Sus compañeros soltaron una sonora carcajada. Los otros dos bailarines dejaron de ejecutar sus intrincados pasos.
—Giovanni Longo era valiente —afirmó el maestro con calma, recorriendo con la vista la concurrencia y posándola sobre el pelirrojo—. Todos eran valientes. Pero nada pudo salvar a Bizancio. Había llegado su hora. Había sonado la hora fatídica tanto para los emperadores como para los mozos de cuadra. En el holocausto que estalló se perdieron muchos tesoros. Ardieron bibliotecas enteras. Multitud de textos y sus imponderables misterios se convirtieron en humo.
Yo me aparté de mi ebrio agresor, quien rodó por el suelo.
—¡Dame la mano, estúpido perrito faldero! —rezongó éste.
—Sospecho que deseáis más que eso, señor —repuse.
—¡Y lo conseguiré! —gritó, pero al tratar de incorporarse resbaló y volvió a caer al suelo con un estentóreo gemido.
Uno de los hombres que estaba sentado a la mesa —apuesto pero mayor, con el pelo largo, ondulado y gris y un rostro curtido pero hermoso, que engullía en silencio una grasienta pierna de cordero— contempló al individuo tendido en el suelo que se esforzaba en levantarse.
—Hummm. Así cayó Goliat, pequeño David —comentó, mirándome con una sonrisa—. Conten tu lengua, pequeño David, no todos somos unos gigantes estúpidos, y no debes desperdiciar tus piedras.
—Vuestra chanza es tan torpe como vuestro amigo, señor —repuse sonriendo—. En cuanto a mis piedras, se quedarán en su sitio, dentro de su bolsa, esperando a que tropecéis y caigáis, al igual que vuestro amigo.
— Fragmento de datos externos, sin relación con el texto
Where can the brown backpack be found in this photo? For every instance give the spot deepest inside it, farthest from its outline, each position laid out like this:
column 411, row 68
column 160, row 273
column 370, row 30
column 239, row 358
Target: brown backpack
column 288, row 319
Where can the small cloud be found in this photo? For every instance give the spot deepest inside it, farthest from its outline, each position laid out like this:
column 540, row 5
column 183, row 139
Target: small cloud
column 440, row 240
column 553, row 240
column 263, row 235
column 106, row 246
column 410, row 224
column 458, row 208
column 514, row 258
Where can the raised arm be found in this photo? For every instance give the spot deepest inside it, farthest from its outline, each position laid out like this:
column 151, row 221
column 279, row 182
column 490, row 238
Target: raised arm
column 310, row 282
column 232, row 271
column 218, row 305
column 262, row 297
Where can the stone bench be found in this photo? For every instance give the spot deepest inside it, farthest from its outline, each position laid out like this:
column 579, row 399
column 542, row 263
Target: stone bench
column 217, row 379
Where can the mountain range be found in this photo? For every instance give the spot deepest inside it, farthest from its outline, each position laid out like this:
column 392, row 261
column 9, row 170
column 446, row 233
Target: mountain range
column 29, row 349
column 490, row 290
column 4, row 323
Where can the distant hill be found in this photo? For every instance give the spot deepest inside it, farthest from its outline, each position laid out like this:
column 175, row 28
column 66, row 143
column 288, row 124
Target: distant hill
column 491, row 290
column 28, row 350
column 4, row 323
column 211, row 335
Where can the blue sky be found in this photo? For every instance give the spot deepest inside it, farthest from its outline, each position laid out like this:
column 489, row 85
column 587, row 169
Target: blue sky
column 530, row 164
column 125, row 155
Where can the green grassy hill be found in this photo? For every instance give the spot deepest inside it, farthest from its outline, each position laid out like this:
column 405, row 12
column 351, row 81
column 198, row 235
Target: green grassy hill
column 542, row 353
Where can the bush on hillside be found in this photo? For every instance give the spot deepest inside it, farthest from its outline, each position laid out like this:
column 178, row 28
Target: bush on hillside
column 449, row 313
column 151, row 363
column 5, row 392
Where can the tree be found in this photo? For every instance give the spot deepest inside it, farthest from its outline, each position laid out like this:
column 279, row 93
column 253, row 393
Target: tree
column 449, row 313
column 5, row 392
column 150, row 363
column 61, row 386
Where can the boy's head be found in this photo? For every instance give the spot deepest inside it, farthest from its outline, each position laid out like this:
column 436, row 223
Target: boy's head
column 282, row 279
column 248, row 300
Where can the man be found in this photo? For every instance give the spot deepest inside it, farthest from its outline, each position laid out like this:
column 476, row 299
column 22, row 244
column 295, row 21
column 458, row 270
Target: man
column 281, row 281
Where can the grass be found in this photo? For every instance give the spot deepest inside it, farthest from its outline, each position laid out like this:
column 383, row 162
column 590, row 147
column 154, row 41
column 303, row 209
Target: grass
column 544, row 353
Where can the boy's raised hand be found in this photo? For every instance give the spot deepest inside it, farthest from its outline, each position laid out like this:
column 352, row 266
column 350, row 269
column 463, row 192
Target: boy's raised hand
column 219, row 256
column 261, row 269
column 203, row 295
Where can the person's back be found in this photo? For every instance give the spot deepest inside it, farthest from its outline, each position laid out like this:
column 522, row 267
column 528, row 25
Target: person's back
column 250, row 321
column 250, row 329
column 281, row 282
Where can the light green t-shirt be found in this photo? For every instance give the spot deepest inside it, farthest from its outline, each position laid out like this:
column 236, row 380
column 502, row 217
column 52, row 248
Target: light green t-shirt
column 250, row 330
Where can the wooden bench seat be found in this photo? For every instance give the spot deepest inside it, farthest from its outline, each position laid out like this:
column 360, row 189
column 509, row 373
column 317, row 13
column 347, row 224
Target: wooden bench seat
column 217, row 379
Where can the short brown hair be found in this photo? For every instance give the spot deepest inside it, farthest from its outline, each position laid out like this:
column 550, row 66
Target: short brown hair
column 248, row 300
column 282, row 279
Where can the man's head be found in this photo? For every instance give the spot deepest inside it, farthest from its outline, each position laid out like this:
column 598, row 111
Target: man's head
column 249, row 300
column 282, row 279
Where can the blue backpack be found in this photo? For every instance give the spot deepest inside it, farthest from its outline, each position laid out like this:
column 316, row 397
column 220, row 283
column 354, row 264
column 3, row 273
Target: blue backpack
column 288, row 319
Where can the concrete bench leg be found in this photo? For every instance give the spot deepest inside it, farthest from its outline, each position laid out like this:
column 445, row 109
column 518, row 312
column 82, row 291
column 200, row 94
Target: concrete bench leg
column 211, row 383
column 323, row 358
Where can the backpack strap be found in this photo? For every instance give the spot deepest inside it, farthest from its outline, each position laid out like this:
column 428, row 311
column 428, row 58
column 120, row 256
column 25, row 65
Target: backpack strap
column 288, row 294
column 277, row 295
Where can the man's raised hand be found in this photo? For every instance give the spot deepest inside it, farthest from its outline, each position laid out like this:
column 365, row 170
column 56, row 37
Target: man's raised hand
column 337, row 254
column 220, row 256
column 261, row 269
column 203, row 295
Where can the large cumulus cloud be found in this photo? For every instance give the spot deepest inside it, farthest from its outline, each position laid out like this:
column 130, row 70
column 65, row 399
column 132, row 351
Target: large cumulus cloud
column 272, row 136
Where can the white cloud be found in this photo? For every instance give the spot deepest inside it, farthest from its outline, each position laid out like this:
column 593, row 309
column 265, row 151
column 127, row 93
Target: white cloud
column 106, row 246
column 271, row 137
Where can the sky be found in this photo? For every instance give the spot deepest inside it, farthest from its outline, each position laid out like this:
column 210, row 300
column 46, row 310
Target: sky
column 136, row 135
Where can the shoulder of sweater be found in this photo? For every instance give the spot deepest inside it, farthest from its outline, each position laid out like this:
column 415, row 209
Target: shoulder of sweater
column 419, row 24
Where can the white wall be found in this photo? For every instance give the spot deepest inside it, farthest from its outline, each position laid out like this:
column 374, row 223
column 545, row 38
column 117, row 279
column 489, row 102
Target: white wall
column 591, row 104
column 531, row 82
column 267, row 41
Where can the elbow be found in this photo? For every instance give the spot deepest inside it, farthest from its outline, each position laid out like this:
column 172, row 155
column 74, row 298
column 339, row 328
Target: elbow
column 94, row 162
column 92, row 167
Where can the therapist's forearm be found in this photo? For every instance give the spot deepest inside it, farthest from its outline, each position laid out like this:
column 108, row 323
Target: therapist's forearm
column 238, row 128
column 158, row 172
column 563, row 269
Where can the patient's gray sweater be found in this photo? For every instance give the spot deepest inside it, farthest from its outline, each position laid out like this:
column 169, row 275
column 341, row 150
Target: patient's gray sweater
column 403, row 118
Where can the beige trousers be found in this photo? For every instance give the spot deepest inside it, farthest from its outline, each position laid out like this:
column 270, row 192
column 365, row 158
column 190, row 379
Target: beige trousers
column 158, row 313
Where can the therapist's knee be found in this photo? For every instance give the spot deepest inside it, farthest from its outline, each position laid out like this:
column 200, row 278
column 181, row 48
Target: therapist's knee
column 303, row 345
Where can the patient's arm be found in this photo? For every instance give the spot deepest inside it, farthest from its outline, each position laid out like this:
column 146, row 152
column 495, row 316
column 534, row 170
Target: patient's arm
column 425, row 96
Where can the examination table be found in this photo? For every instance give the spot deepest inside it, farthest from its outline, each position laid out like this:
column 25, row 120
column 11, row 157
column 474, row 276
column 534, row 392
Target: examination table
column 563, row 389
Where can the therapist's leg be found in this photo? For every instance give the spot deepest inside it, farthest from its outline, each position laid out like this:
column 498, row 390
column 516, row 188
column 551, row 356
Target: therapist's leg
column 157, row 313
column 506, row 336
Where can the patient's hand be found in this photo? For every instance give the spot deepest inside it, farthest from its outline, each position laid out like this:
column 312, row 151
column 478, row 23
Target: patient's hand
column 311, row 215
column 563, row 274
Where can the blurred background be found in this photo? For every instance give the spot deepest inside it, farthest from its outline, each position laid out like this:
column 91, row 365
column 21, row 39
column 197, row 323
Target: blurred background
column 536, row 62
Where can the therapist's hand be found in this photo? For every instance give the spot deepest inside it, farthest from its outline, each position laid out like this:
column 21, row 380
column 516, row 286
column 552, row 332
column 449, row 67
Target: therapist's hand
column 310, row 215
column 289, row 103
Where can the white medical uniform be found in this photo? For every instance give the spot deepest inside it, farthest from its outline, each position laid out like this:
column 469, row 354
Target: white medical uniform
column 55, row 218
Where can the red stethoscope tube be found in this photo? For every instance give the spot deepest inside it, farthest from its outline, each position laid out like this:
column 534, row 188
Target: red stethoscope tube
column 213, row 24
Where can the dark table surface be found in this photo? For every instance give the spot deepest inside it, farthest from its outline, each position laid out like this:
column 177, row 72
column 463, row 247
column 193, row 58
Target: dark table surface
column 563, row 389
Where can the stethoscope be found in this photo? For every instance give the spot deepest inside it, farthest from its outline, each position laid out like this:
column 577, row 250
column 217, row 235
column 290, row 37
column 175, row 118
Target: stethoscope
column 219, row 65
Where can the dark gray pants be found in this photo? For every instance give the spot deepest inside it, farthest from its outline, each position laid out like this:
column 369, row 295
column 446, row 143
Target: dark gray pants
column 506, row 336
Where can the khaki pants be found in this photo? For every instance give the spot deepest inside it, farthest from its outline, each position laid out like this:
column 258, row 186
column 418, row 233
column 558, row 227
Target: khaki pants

—¿Qué habéis dicho sobre unos libros, señor? —inquirió el pelirrojo, dirigiéndose a Marius, que estaba distraído y no había oído ese pequeño duelo verbal—. ¿Os referís a los que se quemaron durante la caída de la ciudad más grande del mundo?
—Sí, a este hombre le gustan los libros —intervino el individuo moreno—. Os aconsejo que os ocupéis de vuestro chico, señor. Es terrible, ha interrumpido el baile. Decidle que no se burle de sus Mayores.
Los dos bailarines se acercaron a mí, tan borrachos como el individuo que yacía en el suelo. Trataron de acariciarme, convirtiéndose simultáneamente en unas jadeantes bestias de cuatro patas con un aliento apestoso.
—¿Te sonríes al contemplar a nuestro amigo rodando por el suelo? —preguntó uno de ellos, introduciendo la rodilla entre mis piernas.
Yo me aparté, tratando de esquivar sus burdas caricias.